Frith, Francis, 1822 -1898 (photographer)
Biography
Francis Frith was born on December 7th 1822 in Chesterfield, Derbyshire, England, to a Quaker family (Sackett 1994). He was educated at Ackworth School and Quaker Camp Hill School in Birmingham (Browne and Partnow 1983, p.212). After serving an apprenticeship with a Sheffield cutlery firm, he began a wholesale grocery firm, Liverpool, and later a printing firm (Sackett 1994). He took up photography in 1850 and in the mid-1850s retired from his successful business career. In 1853 he was one of the founders of the Liverpool Photographic Society (Turner 1995, p794). He made his first photographic visit to Egypt in 1856-57. He travelled on the Nile and photographed from Cairo to Abu Simbel. On his return he published a series of views which were enthusiastically received. He made a second trip with his assistant Frank Mason Good in late 1857. A third photographic trip was made in 1859 when Frith travelled beyond the Sixth Cataract. On his return from this third trip Frith set up as a photographer and publisher. His company produced a detailed record of English villages and towns, eventually becoming the largest mass production company in Europe. For a list of Frith photographic publications see: Gernsheim, Helmut (1984), 'Incunabula of British photographic literature : a bibliography of British books illustrated with original photographs'. London: Scolar in association with Derbyshire College of Higher Education.

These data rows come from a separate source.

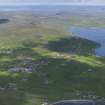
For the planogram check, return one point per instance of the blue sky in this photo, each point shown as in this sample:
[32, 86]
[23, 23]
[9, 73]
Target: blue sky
[91, 2]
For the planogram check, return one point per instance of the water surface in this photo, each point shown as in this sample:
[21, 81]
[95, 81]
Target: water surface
[93, 34]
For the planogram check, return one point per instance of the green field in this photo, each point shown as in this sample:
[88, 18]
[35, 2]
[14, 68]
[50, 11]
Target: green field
[40, 61]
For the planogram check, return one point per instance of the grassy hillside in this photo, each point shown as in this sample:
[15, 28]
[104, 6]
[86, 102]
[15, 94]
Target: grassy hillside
[41, 62]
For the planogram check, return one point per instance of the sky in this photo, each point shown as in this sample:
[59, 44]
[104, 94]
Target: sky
[91, 2]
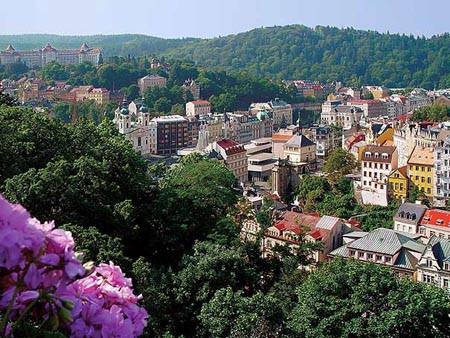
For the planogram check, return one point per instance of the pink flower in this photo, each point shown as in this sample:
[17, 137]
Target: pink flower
[37, 259]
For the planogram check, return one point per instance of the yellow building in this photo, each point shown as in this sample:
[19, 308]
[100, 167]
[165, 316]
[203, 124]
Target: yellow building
[421, 170]
[398, 183]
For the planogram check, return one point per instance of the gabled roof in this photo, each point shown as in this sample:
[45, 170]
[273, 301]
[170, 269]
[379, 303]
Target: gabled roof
[440, 247]
[436, 218]
[299, 141]
[327, 222]
[422, 156]
[231, 147]
[386, 241]
[410, 213]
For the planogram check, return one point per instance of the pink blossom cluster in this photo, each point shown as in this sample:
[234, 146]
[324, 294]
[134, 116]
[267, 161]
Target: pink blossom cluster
[41, 276]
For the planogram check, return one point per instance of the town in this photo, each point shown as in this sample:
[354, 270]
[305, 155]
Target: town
[398, 156]
[224, 169]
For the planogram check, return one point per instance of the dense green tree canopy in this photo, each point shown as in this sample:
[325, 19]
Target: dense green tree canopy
[351, 298]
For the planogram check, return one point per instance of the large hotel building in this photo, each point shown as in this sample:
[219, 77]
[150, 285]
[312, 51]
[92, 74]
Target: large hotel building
[41, 57]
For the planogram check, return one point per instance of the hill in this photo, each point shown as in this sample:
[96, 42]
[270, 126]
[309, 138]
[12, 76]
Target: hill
[112, 45]
[289, 52]
[326, 53]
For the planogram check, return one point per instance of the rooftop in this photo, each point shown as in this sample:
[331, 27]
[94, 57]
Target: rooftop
[299, 141]
[436, 218]
[422, 156]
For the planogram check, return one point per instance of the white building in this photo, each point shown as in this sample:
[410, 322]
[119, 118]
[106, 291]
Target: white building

In 1860 Frith married Mary Ann Rosling. They had five sons and three daughters. Frith died on February 25th 1898. His sons Eustace and Cyril continued the business (Sackett 1994). The firm survived until the 1960s.
Sources:
Browne, Turner and Partnow, Elaine (1983), 'Macmillian biographical encyclopedia of photographic artists and innovators'. New York: Macmillan Publishing Company.
Sackett, Terrance R. (1993) 'Francis Frith'. In: Dictionary of National Biography [CD-ROM]. [S.l.]: Oxford University Press, 1996.
Turner, Jane ed. (1996), 'The dictionary of art'. Volume 11. New York: Grove.
Found in 11 Collections and/or Records:
Cleopatra's Temple at Erment [Armant], 1857
157 x 229 mm. A view showing the ruins of Cleopatra's Temple (about five miles south of Thebes) with an Arab sitting on broken rubble in the foreground.
Cleopatra's Temple at Erment [Armant] near thebes, 1857
211 x 160 mm. A view showing the standing columns of the Temple at Erment (also spelt Armant) with piles of rubbish and a seated figure in the foreground. In his commentary Frith condemns the contemporary prejudice that anything less than three thousand years old is considered 'degenerate', modern - of no interest.
Entrance to the Great Temple, Luxor, 1857
231 x 161 mm. A view showing the massive stone entrance to the temple with carved hieroglyphics over its face and flanked by two monumental statues of Rameses II buried to the shoulders in the sand and the rubble. Beyond the entrance can be seen the tower of a mosque of more recent date.
Pylon gateway at Medinet Haboo [Habu], 1857
155 x 230 mm. A view showing the massive gateway with sculptured hieroglyphics leading to an inner courtyard at Medinet Haboo, on the western bank of the Nile at Thebes. Frith comments: 'But perhaps nothing will strike the traveller more, as he wanders through these wonderful ruins, than the succession of pylon-gateways, leading from one immense sculptured court to another. The one now represented is, I believe, the third from the entrance.'
The broken obelisk, Karnac, 1857
226 x 160 mm. A view showing a European and two Arabs standing among the ruins of Kamac in front of the fallen obelisk. IN the background stand the Hall of Columns and another obelisk.
The granite pylon, Thebes, 1857
225 x 160 mm. A view showing the ruins of a gateway at Karnac built from large blocks of granite. Frith compares these ruins to the gateway seen in Y30214A/25: '... the present view represents an older, more massive, but less elegant and less elaborately sculptured, edifice which I have called the Granite Pylon, in consequence of its being, as I believe, the only existing extensive pylon-gateway constructed solely of that material.'
The statue of Memnon, Plain of Thebes, 1857
232 x 155 mm. A view showing the two vast seated statues of Amenophis III which were erected in front of the mortuary temple, now disappeared. In the foreground are two Europeans and an Egyptian. The central figure (leaning on a rifle) is identified in 'Creative Camera' (December 1979) in a similar, though not identical view, as being Frith himself.
The statues of Memnon, plain of Thebes, 1857
150 x 224 mm. A view showing a close up of the statues in a vertical formal. There is an European holding a rifle, and a camel, standing in the foreground.
The temple palace, Medinet Haboo [Habu], 1857
233 x 156 mm. A view showing the ruins of the Palace of Rameses II at Medinet Haboo with an Arab and his horse standing in the courtyard in the foreground.